God, if you are watching, then you must also be witnessing the quiet wars, the ones that do not
make headlines.
The war inside a person who has lost everything and is expected to keep going. The war of displacement, where home becomes a memory instead of a place. The war of waiting for news, for aid, for a ceasefire that feels more like a pause than an ending.
The war of remembering what life used to feel like before it was reduced to the basics of food, water, shelter and the fragile hope of making it through another day.
There is a particular cruelty in how war rearranges priorities. It strips life down to its barest essentials but in doing so, it also strips away dignity. It forces people into positions where survival demands choices no one should ever have to make.
And still, somehow, people endure.
This is the part that confuses me the most. The resilience we so often praise. The way people continue to love, to care for one another, to find moments of tenderness amid devastation. A shared piece of bread. A hand held in the dark. A lullaby sung over the distant sound of gunfire.
Is that you?
Is that where you exist, in the small acts of humanity that persist despite everything? In the refusal to let violence be the final word?
Because if that is the case, then you are quieter than we expected. Smaller. Less visible than the version of you that people often preach about.
But maybe that is the point. Maybe you are not in the spectacle of war but in the resistance to it. Not in the power that destroys but in the fragile, stubborn insistence on life.
I have questions.
If you can see all this, if you can feel the weight of every life lost, every future interrupted, then what does it do to you? Do you grieve? Do you intervene? Or have you stepped back, allowing us to navigate the consequences of our own making?
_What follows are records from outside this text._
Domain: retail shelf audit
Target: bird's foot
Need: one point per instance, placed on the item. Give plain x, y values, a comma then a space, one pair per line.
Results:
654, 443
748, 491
Because it is us, isn’t it?
The wars are not acts of nature. They are decisions. Strategies. Calculations made in boardrooms and offices far removed from the people who will ultimately pay the price. They are sustained by systems that prioritise power over people, territory over humanity.
And yet, the language of war is often dressed up in something else. Honour. Security. Justice. Words that attempt to make sense of something that is, at its core, senseless.
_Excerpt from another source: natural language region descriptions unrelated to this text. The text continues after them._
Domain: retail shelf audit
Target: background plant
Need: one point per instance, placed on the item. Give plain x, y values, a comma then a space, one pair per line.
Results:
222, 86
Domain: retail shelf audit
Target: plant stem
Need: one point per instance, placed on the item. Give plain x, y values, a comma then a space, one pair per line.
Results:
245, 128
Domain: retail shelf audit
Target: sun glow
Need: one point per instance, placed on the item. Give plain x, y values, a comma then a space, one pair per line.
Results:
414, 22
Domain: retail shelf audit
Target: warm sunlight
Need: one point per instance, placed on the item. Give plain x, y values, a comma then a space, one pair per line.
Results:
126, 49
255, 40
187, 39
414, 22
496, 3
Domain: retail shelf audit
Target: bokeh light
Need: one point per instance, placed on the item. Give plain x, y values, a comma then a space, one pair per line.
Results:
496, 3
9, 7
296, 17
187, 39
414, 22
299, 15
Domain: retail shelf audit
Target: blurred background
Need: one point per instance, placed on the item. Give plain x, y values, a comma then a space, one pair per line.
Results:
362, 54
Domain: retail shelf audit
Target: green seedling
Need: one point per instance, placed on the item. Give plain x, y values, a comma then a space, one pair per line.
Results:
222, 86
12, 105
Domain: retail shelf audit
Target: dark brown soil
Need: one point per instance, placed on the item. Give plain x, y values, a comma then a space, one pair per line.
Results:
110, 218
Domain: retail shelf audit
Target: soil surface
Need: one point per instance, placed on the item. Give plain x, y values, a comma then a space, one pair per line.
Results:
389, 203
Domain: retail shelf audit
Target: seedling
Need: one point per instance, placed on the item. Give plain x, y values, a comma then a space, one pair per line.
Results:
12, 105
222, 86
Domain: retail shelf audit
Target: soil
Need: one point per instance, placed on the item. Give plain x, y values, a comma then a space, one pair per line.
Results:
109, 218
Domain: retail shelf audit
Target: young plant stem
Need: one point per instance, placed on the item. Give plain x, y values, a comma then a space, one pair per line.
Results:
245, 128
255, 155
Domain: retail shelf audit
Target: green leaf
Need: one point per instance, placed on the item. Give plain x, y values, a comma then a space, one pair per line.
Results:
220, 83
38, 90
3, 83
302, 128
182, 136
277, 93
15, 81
I wonder if you recognise any of it.
If you hear the prayers spoken on all sides, each one convinced of its own righteousness. Each one asking for protection, for victory, for the survival of their own people. What do you do with that? How do you hold the contradiction of it all?
Because for every person praying for safety, there is another person who has been cast as the threat. And in the middle of it all, there are those who are simply trying to live.
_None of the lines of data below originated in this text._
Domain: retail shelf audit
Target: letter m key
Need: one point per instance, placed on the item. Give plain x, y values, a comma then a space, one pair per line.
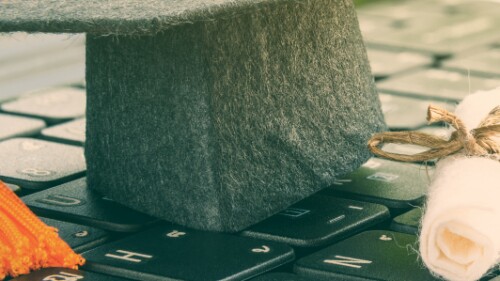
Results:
347, 261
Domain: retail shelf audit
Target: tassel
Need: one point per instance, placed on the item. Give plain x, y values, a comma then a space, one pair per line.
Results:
26, 243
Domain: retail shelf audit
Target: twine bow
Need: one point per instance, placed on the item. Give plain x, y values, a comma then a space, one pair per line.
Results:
481, 141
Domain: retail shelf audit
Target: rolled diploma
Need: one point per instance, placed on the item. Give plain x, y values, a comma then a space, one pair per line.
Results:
460, 231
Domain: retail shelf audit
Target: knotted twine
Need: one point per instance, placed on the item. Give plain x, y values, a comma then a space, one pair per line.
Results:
481, 141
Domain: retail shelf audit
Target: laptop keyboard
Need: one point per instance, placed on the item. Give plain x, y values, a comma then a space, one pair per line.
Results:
363, 227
God, I am not writing to you because I expect easy answers. I know there are none. But I am writing because silence feels like complicity and I need to believe that someone, somewhere is bearing witness.
That the lives being lost are not just numbers. That the suffering is not disappearing into a void. There is something deeply unsettling about how quickly the world moves on.
A conflict erupts, dominates the news cycle and then, slowly, it fades. Not because it has ended but because something else has taken its place. Attention shifts. Outrage dissipates. The machinery of daily life continues.
But for those living through it, there is no moving on. There is only moving through.
And so I ask again: Do you see them?
Do you see the people who will spend years rebuilding not just their homes but their sense of safety? The children who will carry these experiences into adulthood, shaping the way they understand the world and their place in it? The communities that will never fully return to what they once were?
War does not end when the fighting stops. It lingers. In bodies. In memories. In the spaces where something used to exist and now does not.
If you are watching, then you must also be witnessing the aftermath. The slow, painstaking work of recovery.
The grief that surfaces long after the immediate danger has passed. The attempt to make meaning out of something that defies understanding.
I do not know what role you play in all this. I do not know if you are a passive observer or an active presence. I do not know if you intervene in ways we cannot see or if you have left us to figure this out on our own.
But I do know this: we cannot afford to become numb.
Because numbness is what allows war to continue.
It is what makes it possible for us to accept the unacceptable, to normalise the abnormal. It creates a distance between us and the reality of what is happening, a distance that is comfortable but dangerous.
Maybe this letter is less about you and more about us.
About our responsibility to remain engaged, to resist the urge to look away. To hold space for the complexity of the situations without losing sight of the humanity at their core. To question the narratives we are given, to seek out the stories that are often overlooked.
To remember.
Because memory is a form of resistance. It is a way of honouring those who have been affected, of refusing to let their experiences be erased or forgotten.
God, if you are listening, then perhaps the question is not just whether you can see it all but whether we can. Whether we are willing to look closely, to sit with discomfort, to acknowledge the ways in which we are connected to these conflicts, even when they feel distant.
And whether, in doing so, we can begin to imagine something different. A world where war is not inevitable. Where conflict does not have to escalate into violence. Where the value of human life is not conditional, not negotiable.
It feels impossible, I know. But then again, so does the idea that people can continue to find love, kindness and hope amid unimaginable destruction.
And yet, they do. Maybe that is where change begins.
Not in grand gestures or sweeping declarations but in the small, everyday choices that affirm our shared humanity.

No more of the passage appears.